In Athena / Glue, partitioned tables can track their partitions in two ways:

  • Managed partitions — each partition is registered in the Glue metastore via MSCK REPAIR, ALTER TABLE ADD PARTITION, or a Glue Crawler.
  • Partition projectiondeclare the partition layout in TBLPROPERTIES; Athena enumerates the partitions at query time.

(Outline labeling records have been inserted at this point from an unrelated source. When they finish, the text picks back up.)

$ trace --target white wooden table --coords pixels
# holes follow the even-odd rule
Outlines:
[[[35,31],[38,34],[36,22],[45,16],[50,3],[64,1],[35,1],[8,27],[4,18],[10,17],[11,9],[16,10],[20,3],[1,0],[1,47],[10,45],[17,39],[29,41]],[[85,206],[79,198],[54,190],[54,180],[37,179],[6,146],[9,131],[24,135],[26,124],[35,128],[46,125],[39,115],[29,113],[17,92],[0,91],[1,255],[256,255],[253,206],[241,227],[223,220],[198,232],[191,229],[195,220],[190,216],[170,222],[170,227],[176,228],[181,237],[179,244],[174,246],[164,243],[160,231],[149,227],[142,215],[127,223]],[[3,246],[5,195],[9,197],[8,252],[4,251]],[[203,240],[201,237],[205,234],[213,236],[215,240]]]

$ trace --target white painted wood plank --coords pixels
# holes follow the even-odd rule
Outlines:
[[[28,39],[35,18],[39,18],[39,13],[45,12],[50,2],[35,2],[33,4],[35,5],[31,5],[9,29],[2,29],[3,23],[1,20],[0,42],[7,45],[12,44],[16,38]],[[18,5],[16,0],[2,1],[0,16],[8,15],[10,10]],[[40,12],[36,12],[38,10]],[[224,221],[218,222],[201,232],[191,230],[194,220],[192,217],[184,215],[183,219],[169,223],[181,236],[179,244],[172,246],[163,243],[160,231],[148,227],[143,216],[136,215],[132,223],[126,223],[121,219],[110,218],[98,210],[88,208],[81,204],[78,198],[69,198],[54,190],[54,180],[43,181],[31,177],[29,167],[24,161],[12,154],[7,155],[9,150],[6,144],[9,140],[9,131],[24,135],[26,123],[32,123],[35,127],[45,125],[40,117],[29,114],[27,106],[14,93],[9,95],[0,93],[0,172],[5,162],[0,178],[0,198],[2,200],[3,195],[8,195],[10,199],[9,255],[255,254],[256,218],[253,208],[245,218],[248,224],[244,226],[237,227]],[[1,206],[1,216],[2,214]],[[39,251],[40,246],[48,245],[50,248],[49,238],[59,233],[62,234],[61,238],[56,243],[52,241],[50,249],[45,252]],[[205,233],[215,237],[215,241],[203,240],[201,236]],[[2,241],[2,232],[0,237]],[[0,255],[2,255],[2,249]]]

For tables with a known prefix template and a steady stream of new partitions (e.g. one new partition per day per bucket), managed partitions impose two ongoing costs:

  1. Refresh churn — every new partition requires a metastore update (MSCK REPAIR or ALTER TABLE).
  2. Planning latency — Athena's query planner consults the Glue metastore to find the matching partitions; lookup cost grows with partition count.

Yelp (2025-09-26):

"We chose Glue's projection partitioning over managed partitions because it requires refreshing partitions (using commands like MSCK REPAIR or ALTER TABLE), which can become cumbersome as the number of partitions grows. This can lead to increased query planning times due to metastore lookups, and will need to be addressed with partitioning indexing." (Source: sources/2025-09-26-yelp-s3-server-access-logs-at-scale)

Pattern

Default to partition projection when the S3 prefix layout is known and deterministic. Reserve managed partitions for cases where the partition layout is ad-hoc or unpredictable.

When projection wins

  • Known template. Prefixes like s3://.../<account>/<region>/<bucket>/<yyyy>/<MM>/<dd>/ can be enumerated deterministically.
  • Steady addition. New partitions land at a predictable cadence (daily / hourly / per-event). Projection just knows they're there; no registration step.
  • High partition count. Projection's per-query enumeration cost is constant per partition matched by WHERE; metastore lookup cost scales with total partition count.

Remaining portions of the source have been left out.